Nguyễn Hữu Cảnh, a Vietnamese noble, was sent by the Nguyễn lords of Huế by sea in 1698 to establish Vietnamese administrative structures in the area. This act formally detached the Mekong Delta from Cambodia, placing the region firmly under Vietnamese administrative control. Cambodia was cut off from access to the South China Sea, and trade through the area was possible only with Vietnamese permission. During the Tây Sơn wars and the subsequent Nguyễn Dynasty, Vietnam's boundaries were pushed as far as the Cape Cà Mau. In 1802 Nguyễn Ánh crowned himself emperor Gia Long and unified all the territories comprising modern Vietnam, including the Mekong Delta.
Upon the conclusion of the Cochinchina Campaign in the 1860s, the area became Cochinchina, France's first colony in Vietnam, and later, part of French Indochina. Beginning during the French colonial period, the French patrolled and fought on the waterways of the Mekong Delta region with their Divisions navales d'assaut (Dinassaut), a tactic which lasted throughout the First Indochina War, and was later employed by the US Navy Mobile Riverine Force.

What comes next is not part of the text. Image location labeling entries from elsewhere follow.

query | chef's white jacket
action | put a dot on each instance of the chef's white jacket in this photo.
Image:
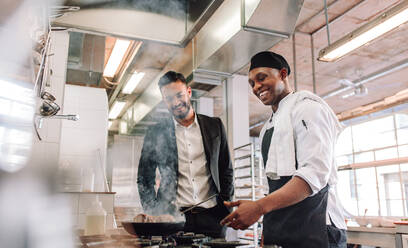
(306, 130)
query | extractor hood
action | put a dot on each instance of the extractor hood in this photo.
(219, 40)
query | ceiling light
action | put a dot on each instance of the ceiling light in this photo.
(116, 109)
(116, 57)
(368, 32)
(123, 127)
(133, 81)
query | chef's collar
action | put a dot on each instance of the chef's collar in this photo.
(282, 102)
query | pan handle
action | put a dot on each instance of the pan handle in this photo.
(198, 204)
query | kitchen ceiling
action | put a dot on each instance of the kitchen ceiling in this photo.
(344, 17)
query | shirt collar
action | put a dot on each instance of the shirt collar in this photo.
(285, 99)
(176, 124)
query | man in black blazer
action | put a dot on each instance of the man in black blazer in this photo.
(191, 153)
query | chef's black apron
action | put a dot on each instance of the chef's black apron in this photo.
(299, 225)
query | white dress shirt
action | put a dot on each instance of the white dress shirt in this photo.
(194, 180)
(315, 132)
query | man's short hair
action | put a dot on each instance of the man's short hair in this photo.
(171, 77)
(269, 59)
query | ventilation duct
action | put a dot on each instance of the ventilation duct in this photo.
(86, 55)
(226, 42)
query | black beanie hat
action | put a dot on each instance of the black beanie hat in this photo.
(269, 59)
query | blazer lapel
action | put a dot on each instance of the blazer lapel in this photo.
(173, 143)
(206, 138)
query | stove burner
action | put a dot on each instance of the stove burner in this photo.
(178, 240)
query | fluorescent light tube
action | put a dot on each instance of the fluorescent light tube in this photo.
(368, 32)
(116, 57)
(123, 127)
(132, 83)
(116, 109)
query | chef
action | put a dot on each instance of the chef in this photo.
(297, 146)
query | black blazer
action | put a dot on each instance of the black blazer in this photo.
(160, 151)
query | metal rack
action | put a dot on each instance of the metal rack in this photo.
(248, 169)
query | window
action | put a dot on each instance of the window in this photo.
(381, 190)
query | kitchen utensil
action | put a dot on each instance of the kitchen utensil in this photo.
(47, 96)
(153, 229)
(198, 204)
(223, 244)
(49, 108)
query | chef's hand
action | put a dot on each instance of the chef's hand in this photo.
(247, 213)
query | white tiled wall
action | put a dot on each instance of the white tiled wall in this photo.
(80, 203)
(81, 140)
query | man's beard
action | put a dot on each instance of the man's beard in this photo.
(184, 114)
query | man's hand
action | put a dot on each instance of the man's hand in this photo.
(247, 213)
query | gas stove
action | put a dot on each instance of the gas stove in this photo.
(178, 240)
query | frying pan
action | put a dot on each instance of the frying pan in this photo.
(153, 229)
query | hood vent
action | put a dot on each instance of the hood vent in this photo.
(86, 55)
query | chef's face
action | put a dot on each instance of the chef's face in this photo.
(177, 96)
(267, 84)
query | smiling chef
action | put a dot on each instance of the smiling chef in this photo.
(297, 145)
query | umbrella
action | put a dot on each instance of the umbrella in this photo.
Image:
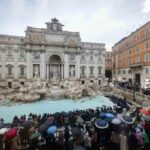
(109, 115)
(3, 130)
(63, 113)
(116, 121)
(119, 116)
(80, 120)
(51, 118)
(127, 119)
(144, 112)
(76, 131)
(147, 118)
(101, 124)
(26, 124)
(34, 135)
(108, 119)
(11, 133)
(102, 115)
(52, 129)
(43, 128)
(88, 123)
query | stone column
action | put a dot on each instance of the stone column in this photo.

During the Vietnam War—also referred to as the Second Indochina War—the Delta region saw savage fighting between Viet Cong (NLF) guerrillas and units of the United States Navy's swift boats and hovercrafts (PACVs).
Following independence from France, the Mekong Delta was part of the Republic of Vietnam and eventually the country of Vietnam. In the 1970s, the Khmer Rouge regime attacked Vietnam in an attempt to reconquer the Delta region. This campaign precipitated the Vietnamese invasion of Cambodia and subsequent downfall of the Khmer Rouge.